All Persistant Volumes fail permanently after NAS reboot #232

cbc02009 · 2022-08-31T13:56:42Z

Whenever I reboot the OS on the NAS that hosts my ISCSI democratic-csi volumes, all containers that rely on those volumes fail consistently even after the NAS comes back online with the following error:

  Warning  FailedMount  37s               kubelet            MountVolume.MountDevice failed for volume "pvc-da280e70-9bcb-41ba-bbbd-cbf973580c6e" : rpc error: code = DeadlineExceeded desc = context deadline exceeded
  Warning  FailedMount  34s               kubelet            Unable to attach or mount volumes: unmounted volumes=[config], unattached volumes=[config media transcode kube-api-access-2c2w7 backup]: timed out waiting for the condition
  Warning  FailedMount  5s (x6 over 37s)  kubelet            MountVolume.MountDevice failed for volume "pvc-da280e70-9bcb-41ba-bbbd-cbf973580c6e" : rpc error: code = Aborted desc = operation locked due to in progress operation(s): ["volume_id_pvc-da280e70-9bcb-41ba-bbbd-cbf973580c6e"]

I have tried suspending all pods with kubectl scale -n media deploy/plex --replicas 0 to try and ensure that nothing is using the volume during the reboot.

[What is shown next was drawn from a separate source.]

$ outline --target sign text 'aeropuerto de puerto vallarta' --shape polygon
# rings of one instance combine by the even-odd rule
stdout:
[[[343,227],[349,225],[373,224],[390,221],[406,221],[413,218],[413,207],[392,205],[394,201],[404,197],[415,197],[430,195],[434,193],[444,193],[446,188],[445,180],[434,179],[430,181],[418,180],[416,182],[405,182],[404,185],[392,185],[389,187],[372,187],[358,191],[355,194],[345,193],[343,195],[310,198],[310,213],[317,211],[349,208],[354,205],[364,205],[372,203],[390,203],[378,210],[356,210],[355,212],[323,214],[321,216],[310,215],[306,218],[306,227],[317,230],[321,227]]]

Unfortunately I know almost nothing about ISCSI, so it's entirely possible this is 100% my fault. What is the proper process with ISCSI for rebooting either the NAS, or the nodes using PVs on the NAS to prevent this lockup? Is there an iscsiadm command I can use to remove this deadlock and let the new container access the PV?

my democratic-csi config is:

---
apiVersion: helm.toolkit.fluxcd.io/v2beta1
kind: HelmRelease
metadata:
  name: csi-iscsi
  namespace: storage
spec:
  interval: 5m
  chart:
    spec:
      chart: democratic-csi
      version: 0.13.4
      sourceRef:
        kind: HelmRepository
        name: democratic-csi-charts
        namespace: flux-system
      interval: 5m
  values:
    csiDriver:
      name: "org.democratic-csi.iscsi"

    storageClasses:
    - name: tank-iscsi-csi
      defaultClass: true
      reclaimPolicy: Delete
      ## For testing
      # reclaimPolicy: Retain
      volumeBindingMode: Immediate
      allowVolumeExpansion: true
      parameters:
        fsType: ext4

    driver:
      image: docker.io/democraticcsi/democratic-csi:v1.7.6
      imagePullPolicy: IfNotPresent
      config:
        driver: zfs-generic-iscsi
      existingConfigSecret: zfs-generic-iscsi-config

and the driver config is:

apiVersion: v1
kind: Secret
metadata:
    name: zfs-generic-iscsi-config
    namespace: storage
stringData:
    driver-config-file.yaml: |
        driver: zfs-generic-iscsi
        sshConnection:
            host: ${UIHARU_IP}
            port: 22
            username: root
            privateKey: |
                -----BEGIN OPENSSH PRIVATE KEY-----
                ...
                -----END OPENSSH PRIVATE KEY-----
        zfs:
            datasetParentName: sltank/k8s/iscsiv
            detachedSnapshotsDatasetParentName: sltank/k8s/iscsis
        iscsi:
            shareStrategy: "targetCli"
            shareStrategyTargetCli:
                basename: "iqn.2016-04.com.open-iscsi:a6b73d4196"
                tpg:
                    attributes:
                        authentication: 0
                        generate_node_acls: 1
                        cache_dynamic_acls: 1
                        demo_mode_write_protect: 0
            targetPortal: "${UIHARU_IP}"

Not sure what other info is important, but I'd be happy to provide anything else that might help troubleshoot the issue.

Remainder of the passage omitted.